Todo o modelo de associação e representação setorial no Brasil, e na maioria dos mercados globais, está sempre muito centrado na visão de um setor ou segmento específico. Sem olhar de forma abrangente a cadeia de valor.
O resultado prático disso é que são olhados os interesses e necessidades de apenas um elo numa engrenagem sempre mais complexa e extensa.

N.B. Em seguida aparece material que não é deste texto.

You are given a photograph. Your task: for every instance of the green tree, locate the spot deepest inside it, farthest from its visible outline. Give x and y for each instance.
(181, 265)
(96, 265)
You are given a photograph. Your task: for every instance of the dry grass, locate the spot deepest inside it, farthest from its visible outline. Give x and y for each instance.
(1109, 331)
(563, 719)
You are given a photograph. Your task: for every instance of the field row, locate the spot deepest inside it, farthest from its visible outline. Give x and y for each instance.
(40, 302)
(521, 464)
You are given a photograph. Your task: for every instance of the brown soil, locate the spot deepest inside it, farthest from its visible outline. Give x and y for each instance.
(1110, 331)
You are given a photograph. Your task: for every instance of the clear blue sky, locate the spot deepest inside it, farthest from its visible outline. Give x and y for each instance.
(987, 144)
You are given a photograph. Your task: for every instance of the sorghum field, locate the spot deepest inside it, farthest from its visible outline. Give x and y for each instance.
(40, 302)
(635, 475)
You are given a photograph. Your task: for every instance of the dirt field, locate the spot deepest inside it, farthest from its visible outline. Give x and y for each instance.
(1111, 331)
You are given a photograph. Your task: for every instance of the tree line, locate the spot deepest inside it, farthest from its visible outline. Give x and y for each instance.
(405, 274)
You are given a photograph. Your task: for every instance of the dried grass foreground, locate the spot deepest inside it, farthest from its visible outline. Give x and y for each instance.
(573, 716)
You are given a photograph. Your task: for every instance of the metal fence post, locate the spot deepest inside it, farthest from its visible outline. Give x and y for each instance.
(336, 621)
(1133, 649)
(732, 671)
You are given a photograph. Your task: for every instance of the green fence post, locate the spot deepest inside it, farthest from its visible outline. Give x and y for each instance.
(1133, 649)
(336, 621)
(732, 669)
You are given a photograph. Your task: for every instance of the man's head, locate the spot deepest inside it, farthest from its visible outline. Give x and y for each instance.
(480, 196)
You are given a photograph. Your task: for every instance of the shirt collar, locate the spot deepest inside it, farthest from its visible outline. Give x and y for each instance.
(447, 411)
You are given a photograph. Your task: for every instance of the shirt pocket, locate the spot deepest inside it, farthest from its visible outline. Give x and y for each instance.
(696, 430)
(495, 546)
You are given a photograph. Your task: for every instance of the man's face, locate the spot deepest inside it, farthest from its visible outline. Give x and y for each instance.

A recente questão envolvendo o presidente da Fiesp estabelecendo uma relação comercial-empresarial do grupo Coteminas, por ele comandado, com a Shein e conquistando ainda o apoio do governo é um bom exemplo de como a visão das partes pode conflitar com a visão do todo e do que é melhor para o país.
Especialmente quando se trata do setor de consumo, no Brasil, esse processo é muito claro.
Abia cuida dos interesses da indústria de alimentação. Abras cuida dos interesses dos supermercados. ANR e Abrasel dos interesses dos bares e restaurantes.
IDV atua em defesa dos interesses dos diversos segmentos, formatos, canais e categorias do varejo. Eletros cuida dos interesses da indústria de eletroeletrônicos. A indústria farmacêutica tem sua mais importante representação no seu sindicato patronal.
A indústria de vestuário tem seus pleitos e interesses defendidos pela Abit. E os fabricantes de calçados pela Abicalçados. Anamaco representa os varejistas do setor de material de construção, enquanto os fabricantes desse setor tem sua representação feita pela Abramat.
E por aí segue.
São modelos herdados da organização sindical do tempo do presidente Getúlio Vargas, separando empregados e empregadores dentro da lógica do divide para governar do filósofo italiano Niccolò Machiavelli.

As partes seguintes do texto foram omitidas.